For Michele Pineault, whose daughter Stephanie’s DNA was found on Pickton’s Port Coquitlam farm, the amount might be insufficient, but it will hopefully help her grandson go to college.
“You could pay off each kid $1 million, it’s not going to bring back their mother,” she said. “It’s a figure of money, that’s all it is.
There’s no other case like this, but there’s not a lot of big payouts to kids in general.”
Pineault said she believes the government compensation package was the result not only of her and the other 12 families’ lawsuits, but also community pressure and protest.
“I don’t think it was just the lawsuit,” she said. “It was pushing from the community as well. We refused to back down. We weren’t going to let it get out of their face.”
The founder of the Butterflies in Spirit performance troupe, made up of missing women’s family members, said the compensation fund is important for children like her cousin, whose mother Tanya Holyk was found on Pickton’s farm.
“I honestly don’t think any number is enough,” said Lorelei Williams. “However, at least it’s something for my little cousin who grew up without his mother. He was just a little baby when she went missing.
“Wally Oppal said they should do this, but we’ve had to push and fight for it. We’ve been fighting, as family members, for these children for so long. This evens it out and makes it fair for all the children.”
One of three lawyers who represented families in court said the low compensation figure resulting from his cases shines a spotlight on the province’s “inadequate” Family Compensation Act.
“Nobody is suggesting for a moment that $50,000 is adequate to compensate them for the loss of their mothers,” he said. “It really amounts to a value in the courts that most people would agree is unfair and too little.
“A lot of people feel that while the number might be an accurate reflection of the law in the province, it’s the law that needs to be changed.”
He and several other lawyers said it’s time to revisit that law and allow victims’ families in general to press for higher damages for a wrongful death of a loved one.
Other critics of the government applauded the compensation, but pointed out it was only one of 63 recommendations made in Oppal’s final inquiry report, including the creation of a shuttle bus along northern B.C.’s “Highway of Tears” where dozens of women have disappeared.
Meanwhile, with government and police dropped from the 13 children’s lawsuits, the case continues against Robert Pickton and his brother Dave, who has denied accusations he should have known what was happening on his property.

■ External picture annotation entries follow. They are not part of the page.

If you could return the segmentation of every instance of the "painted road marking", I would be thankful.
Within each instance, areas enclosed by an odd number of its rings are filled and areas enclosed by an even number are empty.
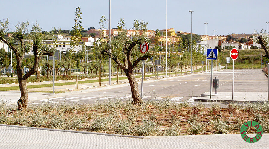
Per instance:
[[[96,99],[96,100],[106,100],[107,99],[110,99],[111,98],[114,98],[115,97],[116,97],[117,96],[108,96],[108,97],[104,97],[103,98],[98,98],[98,99]]]
[[[180,99],[181,99],[184,97],[174,97],[171,99],[170,99],[170,100],[180,100]]]
[[[156,97],[156,98],[152,98],[152,99],[150,99],[151,100],[158,100],[159,99],[162,99],[164,98],[165,97],[165,96],[159,96],[158,97]]]
[[[104,93],[120,93],[120,91],[111,91],[108,92],[104,92]]]
[[[82,97],[85,97],[85,96],[77,96],[76,97],[71,97],[70,98],[63,98],[62,99],[59,99],[59,100],[69,100],[70,99],[74,99],[74,98],[81,98]],[[71,100],[70,100],[71,101]]]
[[[92,97],[87,97],[86,98],[81,98],[80,99],[80,100],[86,100],[87,99],[92,99],[92,98],[99,98],[101,96],[93,96]]]
[[[42,100],[39,100],[39,101],[44,101],[44,102],[47,102],[48,103],[59,103],[59,102],[57,102],[56,101],[51,101],[49,100],[47,100],[46,99],[42,99]]]
[[[117,99],[121,100],[121,99],[126,99],[126,98],[130,98],[131,97],[131,96],[125,96],[125,97],[121,97],[120,98],[118,98]]]

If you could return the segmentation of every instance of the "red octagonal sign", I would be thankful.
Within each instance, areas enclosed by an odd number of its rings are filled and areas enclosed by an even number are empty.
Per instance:
[[[231,58],[233,60],[236,60],[238,57],[238,51],[235,48],[233,48],[231,50]]]

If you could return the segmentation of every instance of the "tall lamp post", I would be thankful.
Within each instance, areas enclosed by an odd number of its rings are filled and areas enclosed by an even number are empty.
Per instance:
[[[268,34],[268,24],[269,23],[269,22],[265,22],[267,24],[267,35]]]
[[[208,24],[208,23],[207,23],[207,22],[204,22],[204,23],[206,24],[206,51],[207,49],[207,24]],[[206,71],[207,72],[207,53],[206,53]],[[208,68],[208,69],[209,69],[209,68]]]
[[[111,0],[109,0],[109,53],[111,53]],[[88,51],[87,51],[88,52]],[[111,58],[109,57],[108,64],[108,85],[111,85]],[[88,62],[88,61],[87,61]],[[88,71],[87,71],[88,72]]]
[[[192,73],[192,10],[189,10],[191,13],[191,74]]]
[[[166,1],[165,13],[165,77],[167,77],[167,0]]]

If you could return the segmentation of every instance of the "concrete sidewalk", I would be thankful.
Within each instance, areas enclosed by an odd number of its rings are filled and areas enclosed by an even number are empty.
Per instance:
[[[144,139],[4,126],[1,148],[268,148],[269,134],[257,142],[245,142],[240,134],[146,137]]]
[[[207,92],[202,94],[201,97],[195,98],[194,101],[221,102],[236,102],[239,103],[268,101],[267,92],[236,92],[234,93],[233,99],[232,97],[231,92],[218,92],[216,94],[215,94],[215,90],[213,90],[211,94],[211,99],[209,98],[209,92]]]

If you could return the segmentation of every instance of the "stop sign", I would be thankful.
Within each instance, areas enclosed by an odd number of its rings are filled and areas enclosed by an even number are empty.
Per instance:
[[[235,48],[231,50],[231,58],[233,60],[236,60],[238,57],[238,51]]]

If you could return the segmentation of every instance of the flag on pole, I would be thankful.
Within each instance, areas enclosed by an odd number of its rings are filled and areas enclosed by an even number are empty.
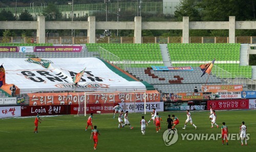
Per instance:
[[[86,70],[86,68],[83,69],[82,71],[80,72],[77,73],[76,76],[73,78],[73,81],[74,83],[75,83],[75,84],[76,85],[77,83],[78,83],[79,81],[80,81],[80,80],[81,79],[81,78],[82,76],[82,75],[83,74],[83,73],[84,72],[84,71]]]
[[[0,88],[5,85],[5,70],[3,64],[0,66]]]
[[[206,63],[205,64],[202,64],[199,66],[201,68],[201,70],[203,71],[203,74],[202,74],[201,77],[202,77],[206,73],[208,73],[208,74],[210,74],[211,71],[211,69],[212,69],[212,67],[214,67],[214,64],[215,61],[215,59],[209,63]]]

In 2007, after the most expensive police investigation in Canadian history, Pickton was convicted of six second-degree murders. The serial killer told a jailhouse undercover police officer that he had actually killed 49 women, but prosecutors decided to drop 27 other murder charges for women’s DNA discovered on his property.
Photo caption: Michele Pineault, whose daughter Stephanie’s DNA was found on the Pickton farm, is part of a lawsuit settlement with B.C., and continues her journey for justice for her grandson.